Oyunculuklarda ise hem kusursuza yakın olanlarla hem de bizce ‘sahte’ performanslar gösterenler arasından doğmuş bir ‘sentez’ var. Usta oyuncu Erdal Özyağcılar, pek karakterine özellik yüklemese de Şenay Gürler, Mizgin’e hayat veren Biran Damla Yılmaz ve özellikle çok zor olabilecek Aziz rolünü üstlenen Mert Turak gerçekten başarılı ve inandırıcı oyunculuklar sergiliyor.
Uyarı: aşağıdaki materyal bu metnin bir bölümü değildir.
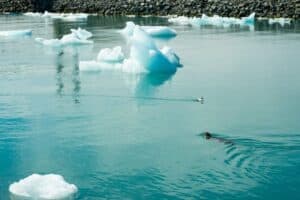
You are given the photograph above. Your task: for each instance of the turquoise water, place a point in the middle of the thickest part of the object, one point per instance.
(126, 136)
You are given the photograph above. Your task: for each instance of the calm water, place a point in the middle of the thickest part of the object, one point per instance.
(122, 136)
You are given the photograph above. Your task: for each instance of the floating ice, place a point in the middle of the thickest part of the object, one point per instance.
(144, 55)
(111, 55)
(16, 33)
(160, 31)
(213, 21)
(50, 186)
(181, 20)
(76, 37)
(281, 21)
(62, 16)
(154, 31)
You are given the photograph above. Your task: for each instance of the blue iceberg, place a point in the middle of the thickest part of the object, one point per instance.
(144, 56)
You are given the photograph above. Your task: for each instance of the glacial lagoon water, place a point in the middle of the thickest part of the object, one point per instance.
(137, 136)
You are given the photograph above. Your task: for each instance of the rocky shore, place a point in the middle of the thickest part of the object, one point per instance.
(231, 8)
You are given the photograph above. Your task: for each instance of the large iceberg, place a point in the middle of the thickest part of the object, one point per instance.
(62, 16)
(213, 21)
(76, 37)
(16, 33)
(36, 186)
(144, 56)
(154, 31)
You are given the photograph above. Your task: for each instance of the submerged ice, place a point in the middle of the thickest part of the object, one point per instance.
(76, 37)
(36, 186)
(213, 21)
(154, 31)
(144, 55)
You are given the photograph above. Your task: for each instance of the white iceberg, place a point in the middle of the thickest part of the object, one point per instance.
(181, 20)
(33, 14)
(160, 31)
(113, 55)
(50, 187)
(62, 16)
(213, 21)
(154, 31)
(76, 37)
(144, 56)
(16, 33)
(281, 21)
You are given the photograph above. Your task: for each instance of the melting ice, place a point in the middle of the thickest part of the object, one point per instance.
(62, 16)
(214, 21)
(144, 55)
(154, 31)
(76, 37)
(36, 186)
(281, 21)
(16, 33)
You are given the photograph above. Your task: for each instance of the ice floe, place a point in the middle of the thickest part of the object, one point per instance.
(213, 21)
(76, 37)
(36, 186)
(62, 16)
(144, 55)
(111, 55)
(16, 33)
(154, 31)
(281, 21)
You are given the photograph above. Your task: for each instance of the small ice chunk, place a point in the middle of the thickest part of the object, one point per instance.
(214, 21)
(16, 33)
(160, 31)
(154, 31)
(111, 55)
(50, 42)
(62, 16)
(181, 20)
(76, 37)
(70, 16)
(81, 33)
(281, 21)
(33, 14)
(36, 186)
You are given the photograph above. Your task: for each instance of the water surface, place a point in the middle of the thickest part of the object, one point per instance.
(136, 136)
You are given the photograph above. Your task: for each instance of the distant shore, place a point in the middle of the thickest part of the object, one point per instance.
(228, 8)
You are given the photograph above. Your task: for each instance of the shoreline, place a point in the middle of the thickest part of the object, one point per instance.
(225, 8)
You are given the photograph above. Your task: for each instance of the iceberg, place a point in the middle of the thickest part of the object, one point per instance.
(181, 20)
(213, 21)
(16, 33)
(281, 21)
(111, 55)
(154, 31)
(36, 186)
(76, 37)
(144, 56)
(62, 16)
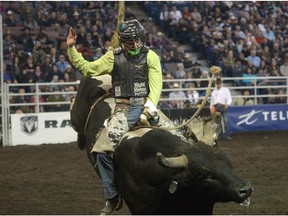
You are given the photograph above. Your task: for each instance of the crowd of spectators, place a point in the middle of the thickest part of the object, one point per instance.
(32, 54)
(246, 39)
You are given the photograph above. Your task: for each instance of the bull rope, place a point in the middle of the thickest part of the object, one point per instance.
(92, 107)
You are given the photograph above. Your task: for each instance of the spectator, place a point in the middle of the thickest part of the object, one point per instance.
(25, 35)
(238, 70)
(53, 20)
(192, 95)
(177, 54)
(15, 68)
(279, 98)
(42, 35)
(164, 18)
(196, 70)
(29, 45)
(220, 101)
(38, 54)
(196, 15)
(284, 69)
(9, 21)
(186, 15)
(70, 92)
(30, 21)
(244, 99)
(27, 73)
(56, 97)
(69, 72)
(177, 97)
(33, 99)
(22, 98)
(98, 53)
(47, 69)
(173, 21)
(256, 61)
(62, 63)
(187, 62)
(229, 62)
(203, 83)
(39, 74)
(180, 73)
(249, 78)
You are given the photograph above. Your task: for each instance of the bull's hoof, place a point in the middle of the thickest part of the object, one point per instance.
(112, 205)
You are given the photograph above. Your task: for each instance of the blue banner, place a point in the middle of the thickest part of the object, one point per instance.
(257, 118)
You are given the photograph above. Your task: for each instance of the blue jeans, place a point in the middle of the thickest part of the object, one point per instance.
(104, 160)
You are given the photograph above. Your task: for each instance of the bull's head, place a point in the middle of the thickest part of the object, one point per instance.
(207, 171)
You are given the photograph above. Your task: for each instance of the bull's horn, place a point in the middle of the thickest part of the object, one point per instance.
(173, 162)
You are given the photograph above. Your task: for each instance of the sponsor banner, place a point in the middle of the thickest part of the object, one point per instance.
(257, 118)
(42, 128)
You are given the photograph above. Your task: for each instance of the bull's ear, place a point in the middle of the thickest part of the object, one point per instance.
(172, 162)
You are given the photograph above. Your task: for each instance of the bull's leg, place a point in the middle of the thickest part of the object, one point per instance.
(106, 170)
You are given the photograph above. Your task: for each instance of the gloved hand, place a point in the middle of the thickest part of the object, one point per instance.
(149, 115)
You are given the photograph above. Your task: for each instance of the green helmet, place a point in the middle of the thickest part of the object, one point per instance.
(131, 34)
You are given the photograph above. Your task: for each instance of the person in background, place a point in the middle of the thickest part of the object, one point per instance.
(244, 99)
(136, 90)
(220, 101)
(177, 97)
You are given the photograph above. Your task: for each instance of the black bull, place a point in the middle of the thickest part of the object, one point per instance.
(156, 172)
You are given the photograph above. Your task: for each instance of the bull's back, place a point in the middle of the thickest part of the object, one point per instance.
(137, 171)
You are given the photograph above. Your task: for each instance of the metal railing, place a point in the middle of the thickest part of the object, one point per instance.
(262, 83)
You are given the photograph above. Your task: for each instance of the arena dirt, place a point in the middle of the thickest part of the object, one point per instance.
(58, 179)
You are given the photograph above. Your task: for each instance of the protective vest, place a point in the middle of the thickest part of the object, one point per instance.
(130, 76)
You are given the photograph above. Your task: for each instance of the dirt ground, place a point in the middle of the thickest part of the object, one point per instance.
(58, 179)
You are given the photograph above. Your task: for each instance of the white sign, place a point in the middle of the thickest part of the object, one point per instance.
(42, 128)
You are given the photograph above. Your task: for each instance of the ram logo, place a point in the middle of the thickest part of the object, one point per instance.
(29, 124)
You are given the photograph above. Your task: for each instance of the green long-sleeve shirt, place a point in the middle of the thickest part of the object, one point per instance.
(104, 65)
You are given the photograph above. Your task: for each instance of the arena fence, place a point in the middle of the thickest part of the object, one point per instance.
(36, 108)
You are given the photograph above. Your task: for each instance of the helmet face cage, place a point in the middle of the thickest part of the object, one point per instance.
(131, 37)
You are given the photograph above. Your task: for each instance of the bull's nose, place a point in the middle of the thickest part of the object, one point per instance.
(245, 191)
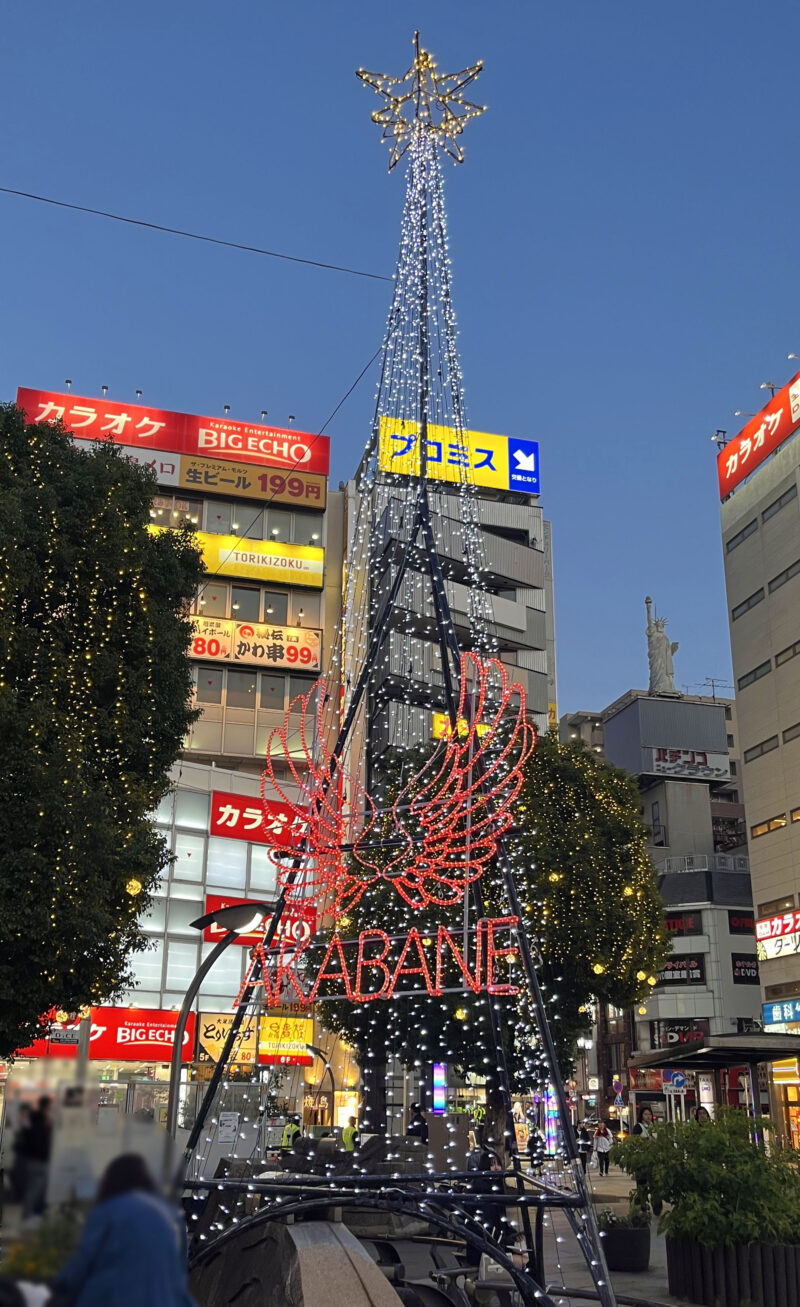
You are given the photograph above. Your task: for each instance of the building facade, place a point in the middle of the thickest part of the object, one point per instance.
(683, 752)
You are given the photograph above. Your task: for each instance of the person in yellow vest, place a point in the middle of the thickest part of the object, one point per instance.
(292, 1133)
(349, 1135)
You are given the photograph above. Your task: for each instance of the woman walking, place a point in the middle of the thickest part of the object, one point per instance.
(603, 1142)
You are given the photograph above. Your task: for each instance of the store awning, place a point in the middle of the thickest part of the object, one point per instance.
(716, 1052)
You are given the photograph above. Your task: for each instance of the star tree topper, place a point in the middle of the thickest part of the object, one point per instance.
(424, 101)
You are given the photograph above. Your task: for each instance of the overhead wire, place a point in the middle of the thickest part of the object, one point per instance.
(194, 235)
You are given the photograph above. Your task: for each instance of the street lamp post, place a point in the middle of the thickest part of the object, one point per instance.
(237, 920)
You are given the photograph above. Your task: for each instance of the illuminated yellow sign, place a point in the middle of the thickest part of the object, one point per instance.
(476, 458)
(260, 560)
(439, 727)
(284, 1041)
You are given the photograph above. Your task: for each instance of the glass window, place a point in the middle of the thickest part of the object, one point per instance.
(188, 856)
(182, 963)
(263, 872)
(276, 608)
(182, 914)
(241, 689)
(164, 813)
(741, 535)
(225, 976)
(279, 524)
(156, 916)
(218, 518)
(306, 609)
(781, 579)
(212, 600)
(779, 503)
(251, 523)
(147, 966)
(747, 604)
(209, 684)
(787, 654)
(246, 604)
(226, 864)
(273, 690)
(307, 528)
(191, 809)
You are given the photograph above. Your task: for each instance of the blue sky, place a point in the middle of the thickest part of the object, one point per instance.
(624, 238)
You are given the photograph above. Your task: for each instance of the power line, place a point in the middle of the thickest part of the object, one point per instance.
(194, 235)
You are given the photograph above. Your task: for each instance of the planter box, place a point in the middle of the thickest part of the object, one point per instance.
(767, 1274)
(626, 1248)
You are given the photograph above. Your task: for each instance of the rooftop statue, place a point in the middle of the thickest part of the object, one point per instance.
(659, 654)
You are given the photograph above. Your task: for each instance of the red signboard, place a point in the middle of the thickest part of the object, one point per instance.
(239, 817)
(760, 438)
(774, 927)
(122, 1034)
(297, 926)
(179, 433)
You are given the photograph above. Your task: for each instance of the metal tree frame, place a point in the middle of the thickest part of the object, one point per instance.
(425, 110)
Öğretmen Mahir’i canlandıran deneyimli oyuncu Fikret Kuşkan ve filmin ‘kötüsü (sonra fazla iyi olan) Aksit’i oynayan Levent Sülün ise bütün gayretlerine rağmen biraz ‘yapay’ ve tek boyutlu portreler çiziyorlar.
‘Mucize 2’, iyi sinyaller veren, belli bir seyir zevki tattıran, büyük emek verildiği belli ancak içinde taşıdığı tutarsızlıklar ve aksamalar yüzünden ortalamanın belki bir ‘tık’ üstüne çıkan bir yapım… Mahsun Kırmızıgül’ün ise yüzünü kızartacak bir yapım kesinlikle değil…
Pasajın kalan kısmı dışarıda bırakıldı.